The ability to effectively multitask is the exception, not the rule. Very few people can successfully multitask. 

Multitasking - does it work?

Here are few points to consider

  • People tend to overestimate their ability to multitask, and likely not good at it.
  • Multitasking is often mistaken for micro-tasking (quickly switching between multiple tasks).
  • Multitasking slows down your thinking process.
  • Multitasking makes it more likely that you'll make mistakes.
  • Multitaskers may feel more distracted than people who focus on one task at a time (i.e. constantly having to refocus on a new task).

Graphic art of a woman

Think about it - multitasking while driving isn't a good idea. It is distracting, makes driving unsafe and accidents more likely. Don’t do that with your studying as well.

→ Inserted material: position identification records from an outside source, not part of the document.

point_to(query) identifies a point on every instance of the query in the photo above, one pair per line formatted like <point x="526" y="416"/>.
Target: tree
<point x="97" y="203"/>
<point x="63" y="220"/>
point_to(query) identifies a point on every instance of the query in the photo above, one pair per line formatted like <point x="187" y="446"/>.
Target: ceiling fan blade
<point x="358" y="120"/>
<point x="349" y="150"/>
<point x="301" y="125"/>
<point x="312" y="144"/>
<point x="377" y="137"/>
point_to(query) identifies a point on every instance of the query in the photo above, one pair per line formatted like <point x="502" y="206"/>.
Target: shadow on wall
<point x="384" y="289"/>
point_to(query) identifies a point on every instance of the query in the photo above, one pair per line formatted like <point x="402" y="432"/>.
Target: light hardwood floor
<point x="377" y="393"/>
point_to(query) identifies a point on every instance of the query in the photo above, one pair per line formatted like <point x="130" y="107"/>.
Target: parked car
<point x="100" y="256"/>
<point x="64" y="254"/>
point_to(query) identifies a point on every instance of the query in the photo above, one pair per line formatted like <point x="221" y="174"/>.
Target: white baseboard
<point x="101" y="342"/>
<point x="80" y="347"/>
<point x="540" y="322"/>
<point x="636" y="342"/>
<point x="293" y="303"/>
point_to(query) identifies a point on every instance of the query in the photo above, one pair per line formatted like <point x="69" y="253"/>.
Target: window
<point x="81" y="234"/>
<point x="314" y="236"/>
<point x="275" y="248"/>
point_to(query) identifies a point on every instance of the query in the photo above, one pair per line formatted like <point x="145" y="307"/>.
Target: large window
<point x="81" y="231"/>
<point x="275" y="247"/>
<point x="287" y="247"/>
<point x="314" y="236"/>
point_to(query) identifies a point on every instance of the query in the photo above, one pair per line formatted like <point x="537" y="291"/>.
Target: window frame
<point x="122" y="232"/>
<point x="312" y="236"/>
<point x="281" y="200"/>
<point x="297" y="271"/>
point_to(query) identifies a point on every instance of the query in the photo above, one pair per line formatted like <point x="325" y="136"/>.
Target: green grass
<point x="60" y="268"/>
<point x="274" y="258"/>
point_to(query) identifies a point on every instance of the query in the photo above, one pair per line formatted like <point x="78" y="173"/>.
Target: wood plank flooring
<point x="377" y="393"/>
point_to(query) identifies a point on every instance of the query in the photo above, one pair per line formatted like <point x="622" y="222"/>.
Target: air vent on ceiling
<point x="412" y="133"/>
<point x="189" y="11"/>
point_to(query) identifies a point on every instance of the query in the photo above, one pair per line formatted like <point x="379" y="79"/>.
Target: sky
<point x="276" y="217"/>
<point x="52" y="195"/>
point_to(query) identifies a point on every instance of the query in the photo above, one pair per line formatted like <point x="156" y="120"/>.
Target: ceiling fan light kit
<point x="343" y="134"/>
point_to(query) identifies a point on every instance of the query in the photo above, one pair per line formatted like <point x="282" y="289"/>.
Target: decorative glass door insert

  • Assignments will take much longer than if you did assignments one by one.
  • You are far more likely to make mistakes.
  • You will retain less information.

If you feel that multitasking is negatively impacting your studying, you can make changes that will help: 

  • Prioritize your tasks and focus on the top priority. 
  • Use a modified Pomodoro technique. Instead of switching between tasks, try to fully devote your attention to one task for 25 minutes before taking a quick break and switching to the another task. 
  • Schedule your tasks. If email, texts, or social media are distracting you, schedule a specific time for those tasks. Turn off notification during other times. 
  • If you do need to work on multiple things, combine something rote (i.e. folding laundry), with something that requires more focus (i.e. reviewing with flashcards). 
  • Limit distractions. Find a quiet place to study, and turn off notifications.